People routinely hear and understand speech at rates of 120–200 words per minute [1, 2]. Thus, speech comprehension must involve rapid, online neural mechanisms that process words’ meanings in an approximately time-locked fashion. However, in the context of continuous speech, electrophysiological evidence for such time-locked processing has been lacking. Whilst valuable insights into the semantic processing of speech have been provided by the “N400 component” of the event-related potential [3-6], this literature has been dominated by paradigms using incongruous words within specially constructed sentences, and may not accurately reflect natural, narrative speech comprehension. Building on the discovery that cortical activity “tracks” the dynamics of running speech [7-9], and psycholinguistic work both demonstrating [10-12] and modeling [13-15] how context rapidly impacts on word processing, we describe a new approach for deriving an electrophysiological correlate of natural speech comprehension. We used a computational model [16] to quantify the meaning carried by each word based on how semantically dissimilar it was to its preceding context and then regressed this quantity against electroencephalographic (EEG) data recorded from subjects as they listened to narrative speech. This produced a prominent negativity at a time-lag of 200–600 ms on centro-parietal EEG channels, characteristics common to the N400. Applying this approach to EEG datasets involving time-reversed speech, cocktail party attention and audiovisual speech-in-noise demonstrated that this response was very sensitive to whether or not subjects understood the speech they heard. These findings demonstrate that, when successfully comprehending natural speech, the human brain responds to the contextual semantic content of each word in a relatively time-locked fashion.

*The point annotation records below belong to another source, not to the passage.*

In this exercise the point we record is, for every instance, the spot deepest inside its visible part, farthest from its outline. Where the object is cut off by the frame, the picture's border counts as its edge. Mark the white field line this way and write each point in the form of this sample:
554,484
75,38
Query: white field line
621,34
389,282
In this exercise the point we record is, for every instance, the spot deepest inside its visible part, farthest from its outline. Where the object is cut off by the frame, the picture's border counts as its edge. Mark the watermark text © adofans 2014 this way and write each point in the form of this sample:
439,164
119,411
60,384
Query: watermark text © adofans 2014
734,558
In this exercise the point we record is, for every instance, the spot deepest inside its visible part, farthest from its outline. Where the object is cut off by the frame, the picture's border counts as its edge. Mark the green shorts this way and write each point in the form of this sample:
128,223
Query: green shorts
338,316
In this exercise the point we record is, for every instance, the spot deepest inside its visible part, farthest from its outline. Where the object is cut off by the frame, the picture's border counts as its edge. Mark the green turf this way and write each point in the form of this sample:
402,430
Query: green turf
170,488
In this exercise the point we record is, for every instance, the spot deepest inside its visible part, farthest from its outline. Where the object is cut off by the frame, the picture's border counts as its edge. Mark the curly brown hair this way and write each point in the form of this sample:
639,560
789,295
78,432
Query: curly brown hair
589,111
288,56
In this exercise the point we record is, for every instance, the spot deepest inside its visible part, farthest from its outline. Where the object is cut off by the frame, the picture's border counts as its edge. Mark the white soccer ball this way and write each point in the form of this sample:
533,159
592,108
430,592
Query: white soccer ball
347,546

人类日常感知并理解言语的速率可达120~200词/分钟[1,2]。因此，言语理解必然依赖快速的在线神经机制，以近似时间锁定的方式加工词汇语义。然而，在连续言语场景中，此类时间锁定加工的电生理证据仍较为匮乏。尽管事件相关电位（event-related potential, ERP）的N400成分（N400 component）[3-6]为言语语义加工提供了诸多宝贵洞见，但相关研究多采用在人工构建语句中嵌入语义不一致词汇的实验范式，或无法准确反映自然叙事性言语的理解过程。基于皮层活动可“追踪”连续言语动态[7-9]的发现，以及一系列证明[10-12]并建模[13-15]语境如何快速影响词汇加工的心理语言学研究，我们提出了一种用于提取自然言语理解电生理相关指标的新方法。我们借助计算模型[16]，通过计算目标词汇与前文语境的语义相似度，量化每个词汇承载的语义信息量，并将该量化值与受试者聆听叙事性言语时记录的脑电图（electroencephalogram, EEG）数据进行回归分析。该分析在中央顶叶脑电通道上于200~600ms时窗内引出了显著的负向电位，其特征与N400成分高度一致。将该方法应用于包含时间反转言语、鸡尾酒会注意力任务以及噪声下视听言语的EEG数据集后发现，该电位响应对受试者是否理解所聆听言语具有高度敏感性。上述结果表明，在成功理解自然言语时，人类大脑会以相对时间锁定的方式对每个词汇的语境语义内容做出响应。